Contacté par l’OCCRP, Gabi Peretz a affirmé par e-mail ne plus être en contact avec Aboubakar Hima depuis 2015. Il a également précisé que David Benzaquen ne travaillait plus pour lui depuis 2018. « Il ne nous représente pas », a-t-il ajouté. Gabi Peretz indique qu’il n’a jamais entendu parler de la société Lavie Commercial Brokers, ni du contrat sénégalais.
« Un risque de corruption et de surtarification »
Sur le fond, ce contrat soulève plusieurs questions. « Est-il vraiment nécessaire que les gardes forestiers disposent de fusils d’assaut ? », s’interroge le professeur Semou Ndiaye. Ce consultant et chercheur sur la gouvernance économique dénonce un marché « opaque » comportant « un risque de corruption et de surtarification ».
Sous couvert d’anonymat, un analyste dans le secteur de la sécurité au Sénégal juge « très peu probable » le besoin du ministère de l’environnement d’acheter pour plusieurs dizaines de millions de dollars d’armes : « Il y a eu récemment des combats entre l’armée et les rebelles [indépendantistes] de Casamance, mais je ne suis pas au courant d’incidents majeurs avec les gardes forestiers. » Il s’étonne également qu’un contrat « aussi important puisse être signé sans l’implication des forces de sécurité, alors que le ministère de l’environnement n’achète évidemment pas d’armes pour l’armée ».

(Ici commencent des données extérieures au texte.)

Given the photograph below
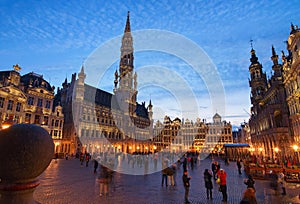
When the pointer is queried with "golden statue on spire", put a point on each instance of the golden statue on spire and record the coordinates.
(16, 67)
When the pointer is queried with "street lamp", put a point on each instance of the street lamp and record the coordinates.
(295, 147)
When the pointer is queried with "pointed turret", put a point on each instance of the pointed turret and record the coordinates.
(127, 27)
(274, 57)
(277, 68)
(258, 80)
(253, 59)
(81, 75)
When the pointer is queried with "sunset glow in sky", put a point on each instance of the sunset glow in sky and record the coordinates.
(54, 38)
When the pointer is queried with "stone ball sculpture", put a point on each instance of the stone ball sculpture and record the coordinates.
(26, 150)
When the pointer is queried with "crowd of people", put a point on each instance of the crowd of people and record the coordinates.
(214, 177)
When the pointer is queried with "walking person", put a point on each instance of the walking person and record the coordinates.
(186, 183)
(249, 182)
(249, 197)
(282, 182)
(104, 179)
(208, 183)
(223, 187)
(170, 174)
(239, 165)
(164, 178)
(95, 165)
(213, 169)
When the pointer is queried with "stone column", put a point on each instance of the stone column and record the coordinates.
(25, 152)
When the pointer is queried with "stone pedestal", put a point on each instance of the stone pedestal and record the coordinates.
(25, 152)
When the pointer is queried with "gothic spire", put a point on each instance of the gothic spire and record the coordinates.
(127, 27)
(253, 59)
(274, 57)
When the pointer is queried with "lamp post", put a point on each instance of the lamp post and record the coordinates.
(295, 147)
(276, 149)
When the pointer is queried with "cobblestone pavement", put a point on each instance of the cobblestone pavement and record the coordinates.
(67, 182)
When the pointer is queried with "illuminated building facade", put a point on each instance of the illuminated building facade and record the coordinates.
(97, 121)
(291, 68)
(274, 103)
(181, 136)
(30, 99)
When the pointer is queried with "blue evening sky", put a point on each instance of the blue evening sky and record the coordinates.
(54, 38)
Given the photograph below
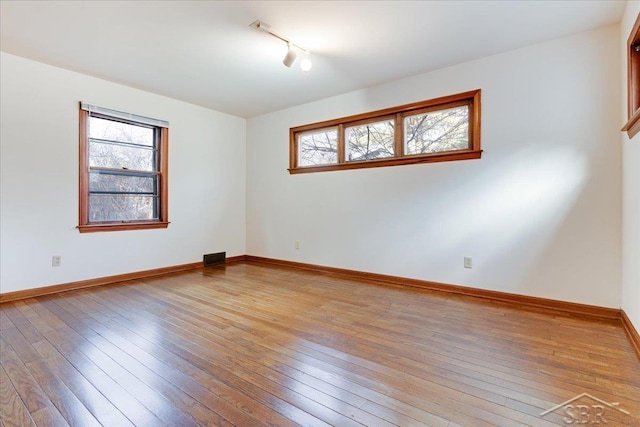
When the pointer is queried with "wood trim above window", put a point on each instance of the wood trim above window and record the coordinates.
(632, 127)
(470, 99)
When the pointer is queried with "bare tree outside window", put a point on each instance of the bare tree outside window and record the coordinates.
(122, 173)
(319, 148)
(437, 131)
(370, 141)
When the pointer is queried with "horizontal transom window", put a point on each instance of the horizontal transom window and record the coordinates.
(442, 129)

L’implication comme partenaire d’un négociant soupçonné de fraudes auprès d’autres gouvernements est également surprenante. « Aucun acheteur responsable, qu’il s’agisse d’une agence gouvernementale ou d’une entreprise privée, ne fait affaire avec un individu qui a des antécédents de transactions frauduleuses », estime Richard Messick, ancien responsable des questions de déontologie institutionnelle à la Banque mondiale : « Il se peut que les accusations portées contre M. Hima soient sans fondement, mais un acheteur responsable lèverait tous les doutes avant de passer un contrat avec lui. »
L’OCCRP n’a pas pu confirmer si les armes ont été livrées. Le contrat couvre un large éventail de matériels et de services, allant des fusils et munitions aux bateaux, camionnettes et voitures, en passant par des uniformes et des cours de formation au pilotage de drones.
Les journalistes de l’OCCRP n’ont pas réussi à joindre Aboubakar Hima. Les questions envoyées à son avocat nigérian, Kayode Ajulo, ne lui ont pas été transmises. « Je ne fais pas de telles courses », a déclaré ce dernier. De son côté, Haaretz a contacté par téléphone David Benzaquen, qui a refusé de répondre aux questions. Les ministères sénégalais de l’environnement et des finances n’ont pas répondu aux questions écrites.